Work from home is changing who does housework
Being home is mistaken for being free
Education policy must adapt fast

In 2023, data indicated that 35% of employed people in America worked at home, up from 24% in 2019. These individuals averaged 5.1 hours of work at home on those days, suggesting more than just quick email checks. When paid labor happens in the domestic space, remote work and housework become intertwined, presenting new challenges. While family dynamics have not necessarily become more equal, the constant presence at home has become obvious. A laptop on the dining table suggests availability, even during work hours, which can lead to the expectation of household contributions. Data suggests that this shift is not gender-specific, as work-from-home arrangements are common for both women and men. Thus, work and home duties now represent a shared issue for many households.

Work and home responsibilities have become a matter of public concern

For many years, household work was seen as private. Education systems could treat it as outside their concern. This view was reasonable when work and home were separate. However, remote work has become widespread enough to change established norms. In 2023, 22% of employed people aged 15-64 in the European Union worked from home, either regularly or occasionally. In the United States, records of how time is spent show how this intersects with domestic duties. In 2023, 86% of women and 71% of men did some household tasks on an average day. Women spent 2.7 hours on these jobs, while men spent 2.1 hours. While these differences have decreased, they still matter for who has time to rest, learn, or recover.

A possible risk is that work and home responsibilities quietly become a source of inequality within systems that claim to reward achievement. A 2025 study found that women who worked primarily remotely were less likely to be promoted than those who worked on-site principally. This difference was not seen in men's promotion rates. The point is not that remote work is negative. Instead, flexibility without protections can lead to a visibility tax, where those who are less visible are seen as less driven. Education groups may face the same issue when they assess employees who teach online, create digital courses, or provide student support from home.
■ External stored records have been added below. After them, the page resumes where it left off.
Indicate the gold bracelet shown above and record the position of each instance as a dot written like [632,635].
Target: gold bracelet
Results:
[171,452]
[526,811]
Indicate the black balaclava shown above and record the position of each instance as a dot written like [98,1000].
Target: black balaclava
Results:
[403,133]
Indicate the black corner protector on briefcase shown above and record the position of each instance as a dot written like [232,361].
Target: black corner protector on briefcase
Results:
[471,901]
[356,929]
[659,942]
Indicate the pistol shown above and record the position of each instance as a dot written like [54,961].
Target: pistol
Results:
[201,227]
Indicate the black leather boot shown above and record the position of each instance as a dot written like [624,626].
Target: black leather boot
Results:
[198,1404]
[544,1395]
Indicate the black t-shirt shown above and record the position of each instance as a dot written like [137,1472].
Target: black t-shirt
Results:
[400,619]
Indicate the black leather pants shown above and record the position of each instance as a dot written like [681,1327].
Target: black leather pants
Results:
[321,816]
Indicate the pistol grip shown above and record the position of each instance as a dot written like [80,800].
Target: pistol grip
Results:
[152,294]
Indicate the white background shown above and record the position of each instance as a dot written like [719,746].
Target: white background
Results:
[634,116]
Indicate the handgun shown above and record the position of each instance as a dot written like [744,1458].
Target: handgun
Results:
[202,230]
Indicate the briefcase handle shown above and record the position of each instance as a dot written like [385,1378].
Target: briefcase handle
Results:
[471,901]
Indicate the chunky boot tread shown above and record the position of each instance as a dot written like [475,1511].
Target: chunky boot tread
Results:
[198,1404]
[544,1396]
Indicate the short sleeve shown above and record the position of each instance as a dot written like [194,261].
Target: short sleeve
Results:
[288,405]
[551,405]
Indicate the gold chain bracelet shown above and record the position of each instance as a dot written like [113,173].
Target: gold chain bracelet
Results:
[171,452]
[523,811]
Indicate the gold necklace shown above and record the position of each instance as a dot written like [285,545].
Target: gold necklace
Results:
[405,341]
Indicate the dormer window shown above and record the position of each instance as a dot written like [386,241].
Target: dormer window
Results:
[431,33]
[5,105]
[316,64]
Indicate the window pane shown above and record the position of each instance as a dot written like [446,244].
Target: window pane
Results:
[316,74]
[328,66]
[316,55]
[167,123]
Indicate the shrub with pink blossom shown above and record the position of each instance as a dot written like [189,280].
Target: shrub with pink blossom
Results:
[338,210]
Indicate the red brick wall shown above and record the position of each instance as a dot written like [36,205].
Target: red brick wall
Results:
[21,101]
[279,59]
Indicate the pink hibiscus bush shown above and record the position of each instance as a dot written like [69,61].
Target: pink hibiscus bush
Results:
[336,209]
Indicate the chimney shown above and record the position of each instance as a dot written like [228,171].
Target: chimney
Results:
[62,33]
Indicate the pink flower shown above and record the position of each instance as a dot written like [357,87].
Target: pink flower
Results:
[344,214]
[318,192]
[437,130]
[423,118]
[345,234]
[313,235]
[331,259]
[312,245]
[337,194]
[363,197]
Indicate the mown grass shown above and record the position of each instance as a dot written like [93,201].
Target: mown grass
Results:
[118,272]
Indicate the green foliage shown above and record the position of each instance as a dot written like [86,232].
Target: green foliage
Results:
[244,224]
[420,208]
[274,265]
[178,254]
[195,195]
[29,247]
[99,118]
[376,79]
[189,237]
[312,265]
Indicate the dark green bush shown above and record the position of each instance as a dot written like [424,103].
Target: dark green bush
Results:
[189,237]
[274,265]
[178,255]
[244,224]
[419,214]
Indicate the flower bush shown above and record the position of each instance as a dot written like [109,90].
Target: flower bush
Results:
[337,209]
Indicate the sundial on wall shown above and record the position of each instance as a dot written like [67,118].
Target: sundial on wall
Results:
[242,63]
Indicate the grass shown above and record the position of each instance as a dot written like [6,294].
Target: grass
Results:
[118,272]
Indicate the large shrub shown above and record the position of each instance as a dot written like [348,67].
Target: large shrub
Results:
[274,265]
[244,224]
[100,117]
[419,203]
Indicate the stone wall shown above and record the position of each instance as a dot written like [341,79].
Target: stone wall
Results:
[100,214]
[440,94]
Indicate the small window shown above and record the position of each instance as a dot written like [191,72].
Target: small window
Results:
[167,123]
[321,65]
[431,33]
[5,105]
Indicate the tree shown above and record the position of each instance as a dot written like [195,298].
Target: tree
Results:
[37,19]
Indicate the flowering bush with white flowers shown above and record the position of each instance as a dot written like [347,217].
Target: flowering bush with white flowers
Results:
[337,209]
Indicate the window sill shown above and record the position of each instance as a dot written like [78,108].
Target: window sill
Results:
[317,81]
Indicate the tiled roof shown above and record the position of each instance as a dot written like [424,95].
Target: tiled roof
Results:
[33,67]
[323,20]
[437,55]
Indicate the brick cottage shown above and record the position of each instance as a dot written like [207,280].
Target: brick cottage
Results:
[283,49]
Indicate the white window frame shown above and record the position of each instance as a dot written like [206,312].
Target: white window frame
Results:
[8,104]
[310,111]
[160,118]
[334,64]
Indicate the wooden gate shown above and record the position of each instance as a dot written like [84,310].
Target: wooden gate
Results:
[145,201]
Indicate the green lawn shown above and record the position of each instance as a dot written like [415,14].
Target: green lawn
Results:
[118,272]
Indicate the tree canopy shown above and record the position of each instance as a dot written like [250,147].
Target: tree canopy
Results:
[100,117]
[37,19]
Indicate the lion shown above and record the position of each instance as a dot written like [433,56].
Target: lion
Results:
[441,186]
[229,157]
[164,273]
If the ideal worker is seen as one who is present on campus and can manage home life without problems, then household work can affect career growth.

The real change: Presence is more important than hours

Old rules often connected paid hours to chores, where whoever worked fewer hours did more housework. Remote work is changing this negotiation. Now, presence is as important as hours. Remote work has created a separation between small periods of availability that did not exist when commuting. Gaps between video calls can become time to unload the dishwasher or start dinner. These small tasks add up, and the person at home becomes the default responder. Online discussions show this change, with many people assuming the person at home should handle more, while others argue that paid work at home should still be respected. The conflict shows a new norm: the household now views location as a sign of capacity. This is why debates focus on whether a partner works from home, whether they should do more housework, or whether chores should be divided by paid hours.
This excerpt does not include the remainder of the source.